In this article I'll use the same notation for processing trees using the zipper pattern. I'll show how to define a computation that allows you to traverse a tree and perform transformations on (parts) of the tree. For example, we'll be able to say "Go to the left sub-tree, multiply all values by 2. Then go back and to the right sub-tree and divide all values by 2" as follows:

tree { for x in sample do
       map (x * 2) 
       map (x / 2) 
       top }

This example behaves quite differently to the usual query computation. It mostly relies on custom operations like left, right and up that allow us to navigate through a tree (descend along the left or right sub-tree, go back to the parent node). The only operation that does something is the map operation which transforms the current sub-tree.

This was just a brief introduction to what is possible, so let's take a detailed look at how this works...

Trees and zippers

First of all, we need to define a data type that represents the tree. This is going to be a standard binary tree with values in leafs (but you could do the similar thing for other kinds of trees or structures):

type Tree<'T> = 
  | Node of Tree<'T> * Tree<'T>
  | Leaf of 'T
  override x.ToString() = (...)

Next, we need to look at the concept of a zipper. Intuitively, a zipper is something that allows you to navigate through the tree. When you go the left sub-tree, we want to get a value that contains this sub-tree together with the path that describes how we got there (and contains remaining branches that are needed to reconstruct the original tree when we go back up).

The paper that introduced Zippers is very readable and introduces the idea in more details. As a fun fact, you can also read about how zippers can be derived automatically using differentiation. In our case, the zipper data type for the tree is defined as follows:

type Path<'T> = 
  | Top 
  | Left of Path<'T> * Tree<'T>
  | Right of Path<'T> * Tree<'T>
  override x.ToString() = (...)

type TreeZipper<'T> = 
  | TZ of Tree<'T> * Path<'T>
  override x.ToString() = (...)

The TreeZipper<'T> type pairs a tree (the current sub-tree that we are focused at) with a path which describes "how we got there". If we are at the root, then the path is Top. If we descend to the left-sub tree, then the path is represented using Left(path, tree) where path is the previous path and tree is the tree on the right (that we just skipped over).

Working with zippers

Let's look at three simple functions that operate on the tree zipper and then we'll navigate through a simple tree using them:

/// Navigates to the left sub-tree
let left = function
  | TZ(Leaf _, _) -> failwith "cannot go left"
  | TZ(Node(l, r), p) -> TZ(l, Left(p, r))

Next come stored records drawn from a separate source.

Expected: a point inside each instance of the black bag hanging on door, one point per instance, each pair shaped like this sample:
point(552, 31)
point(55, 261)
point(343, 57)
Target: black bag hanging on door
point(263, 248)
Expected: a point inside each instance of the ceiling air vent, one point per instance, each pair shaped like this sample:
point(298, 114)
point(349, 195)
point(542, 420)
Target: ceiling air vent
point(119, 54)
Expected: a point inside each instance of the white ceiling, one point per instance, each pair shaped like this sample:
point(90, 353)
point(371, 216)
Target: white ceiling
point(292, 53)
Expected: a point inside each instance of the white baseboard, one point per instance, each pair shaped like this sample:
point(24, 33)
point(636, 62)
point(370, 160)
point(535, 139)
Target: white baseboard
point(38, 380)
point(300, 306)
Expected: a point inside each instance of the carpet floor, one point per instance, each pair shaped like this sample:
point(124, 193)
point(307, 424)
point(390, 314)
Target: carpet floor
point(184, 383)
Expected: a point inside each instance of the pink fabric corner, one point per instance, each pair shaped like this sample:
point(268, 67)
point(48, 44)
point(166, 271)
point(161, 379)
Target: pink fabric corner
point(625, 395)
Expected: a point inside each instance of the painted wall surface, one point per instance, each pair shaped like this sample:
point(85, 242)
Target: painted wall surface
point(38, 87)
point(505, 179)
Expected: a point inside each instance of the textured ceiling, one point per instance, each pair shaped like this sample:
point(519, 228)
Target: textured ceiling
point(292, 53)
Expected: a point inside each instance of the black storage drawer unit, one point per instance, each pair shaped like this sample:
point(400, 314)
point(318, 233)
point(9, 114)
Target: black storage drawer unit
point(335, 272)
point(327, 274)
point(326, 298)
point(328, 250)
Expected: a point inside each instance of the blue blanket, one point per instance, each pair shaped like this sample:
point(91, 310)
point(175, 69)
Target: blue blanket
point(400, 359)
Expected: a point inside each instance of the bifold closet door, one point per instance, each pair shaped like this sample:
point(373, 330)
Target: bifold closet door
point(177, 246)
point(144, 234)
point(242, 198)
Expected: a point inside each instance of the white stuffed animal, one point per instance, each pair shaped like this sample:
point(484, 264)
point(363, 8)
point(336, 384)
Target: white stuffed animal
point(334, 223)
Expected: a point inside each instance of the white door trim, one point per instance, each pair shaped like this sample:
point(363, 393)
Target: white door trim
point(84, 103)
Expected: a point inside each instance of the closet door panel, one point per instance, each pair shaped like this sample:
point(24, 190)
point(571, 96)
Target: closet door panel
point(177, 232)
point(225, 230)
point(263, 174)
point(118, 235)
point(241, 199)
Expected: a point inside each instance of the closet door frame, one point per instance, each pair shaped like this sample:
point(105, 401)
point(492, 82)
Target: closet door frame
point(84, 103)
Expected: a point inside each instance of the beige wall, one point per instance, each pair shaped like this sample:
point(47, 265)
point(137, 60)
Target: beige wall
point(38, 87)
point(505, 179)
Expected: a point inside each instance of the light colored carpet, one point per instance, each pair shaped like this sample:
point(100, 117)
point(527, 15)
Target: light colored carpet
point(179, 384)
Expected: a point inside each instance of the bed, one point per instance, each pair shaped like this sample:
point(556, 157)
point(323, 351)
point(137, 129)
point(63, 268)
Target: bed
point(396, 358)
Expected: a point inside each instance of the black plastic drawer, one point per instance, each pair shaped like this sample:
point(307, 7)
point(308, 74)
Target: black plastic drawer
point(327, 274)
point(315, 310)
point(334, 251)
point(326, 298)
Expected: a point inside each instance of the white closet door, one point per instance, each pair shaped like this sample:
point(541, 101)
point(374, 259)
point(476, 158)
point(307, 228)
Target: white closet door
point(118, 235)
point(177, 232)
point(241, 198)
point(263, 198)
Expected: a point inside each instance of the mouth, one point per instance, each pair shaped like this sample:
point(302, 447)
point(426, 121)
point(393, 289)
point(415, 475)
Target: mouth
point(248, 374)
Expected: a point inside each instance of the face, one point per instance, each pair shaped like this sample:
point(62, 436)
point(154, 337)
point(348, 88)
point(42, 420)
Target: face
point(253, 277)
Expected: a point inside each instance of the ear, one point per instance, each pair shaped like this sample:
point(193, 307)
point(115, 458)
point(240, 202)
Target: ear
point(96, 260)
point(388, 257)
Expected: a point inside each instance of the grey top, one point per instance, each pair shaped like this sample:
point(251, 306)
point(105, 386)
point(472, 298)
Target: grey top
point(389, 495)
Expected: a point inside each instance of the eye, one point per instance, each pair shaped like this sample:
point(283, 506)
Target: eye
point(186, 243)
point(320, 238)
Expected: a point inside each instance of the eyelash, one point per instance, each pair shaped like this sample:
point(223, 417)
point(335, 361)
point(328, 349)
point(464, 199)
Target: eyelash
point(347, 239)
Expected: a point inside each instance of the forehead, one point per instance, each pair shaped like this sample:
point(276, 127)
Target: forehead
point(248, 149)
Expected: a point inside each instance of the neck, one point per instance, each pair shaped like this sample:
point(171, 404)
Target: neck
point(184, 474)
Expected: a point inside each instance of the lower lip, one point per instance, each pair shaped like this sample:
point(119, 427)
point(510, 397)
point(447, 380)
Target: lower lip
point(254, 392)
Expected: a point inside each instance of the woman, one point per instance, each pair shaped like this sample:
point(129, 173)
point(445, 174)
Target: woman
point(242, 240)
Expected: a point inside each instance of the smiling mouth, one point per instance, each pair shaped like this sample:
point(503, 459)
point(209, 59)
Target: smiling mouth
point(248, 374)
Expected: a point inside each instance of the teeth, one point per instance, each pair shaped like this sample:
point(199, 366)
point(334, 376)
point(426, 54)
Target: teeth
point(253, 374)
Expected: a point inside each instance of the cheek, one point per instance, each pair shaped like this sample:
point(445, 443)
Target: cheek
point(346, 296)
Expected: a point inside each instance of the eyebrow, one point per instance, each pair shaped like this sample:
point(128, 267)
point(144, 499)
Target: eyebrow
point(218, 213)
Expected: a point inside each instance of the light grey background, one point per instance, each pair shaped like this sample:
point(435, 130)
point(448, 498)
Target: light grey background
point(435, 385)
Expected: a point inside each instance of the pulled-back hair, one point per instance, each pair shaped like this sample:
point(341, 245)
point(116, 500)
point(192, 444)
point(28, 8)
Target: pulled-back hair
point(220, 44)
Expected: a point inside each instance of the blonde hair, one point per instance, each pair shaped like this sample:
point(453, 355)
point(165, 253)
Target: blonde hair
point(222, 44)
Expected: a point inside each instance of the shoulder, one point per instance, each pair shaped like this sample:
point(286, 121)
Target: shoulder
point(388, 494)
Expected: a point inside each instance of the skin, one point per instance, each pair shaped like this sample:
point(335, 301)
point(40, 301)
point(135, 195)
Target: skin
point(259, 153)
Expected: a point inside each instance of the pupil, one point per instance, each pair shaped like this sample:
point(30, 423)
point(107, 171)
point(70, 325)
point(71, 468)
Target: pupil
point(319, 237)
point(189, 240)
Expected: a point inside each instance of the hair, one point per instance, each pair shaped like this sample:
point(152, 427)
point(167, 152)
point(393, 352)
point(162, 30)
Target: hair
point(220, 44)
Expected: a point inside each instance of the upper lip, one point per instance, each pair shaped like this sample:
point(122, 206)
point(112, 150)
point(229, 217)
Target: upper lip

/// Navigates to the right sub-tree
let right = function
  | TZ(Leaf _, _) -> failwith "cannot go right"
  | TZ(Node(l, r), p) -> TZ(r, Right(p, l))

/// Gets the value at the current position
let current = function
  | TZ(Leaf x, _) -> x
  | _ -> failwith "cannot get current"

The left and right functions are symmetric. If the TreeZipper<'T> represents a position where the current tree is Leaf then they fail, because we cannot descend to a sub-tree of a leaf. If the tree is a Node then they pick the left (or right) sub-tree and make it a current tree by using it as the first argument of TZ. The path is constructed by appending the other tree (r or l, respectively) to the previous path using Left or Right.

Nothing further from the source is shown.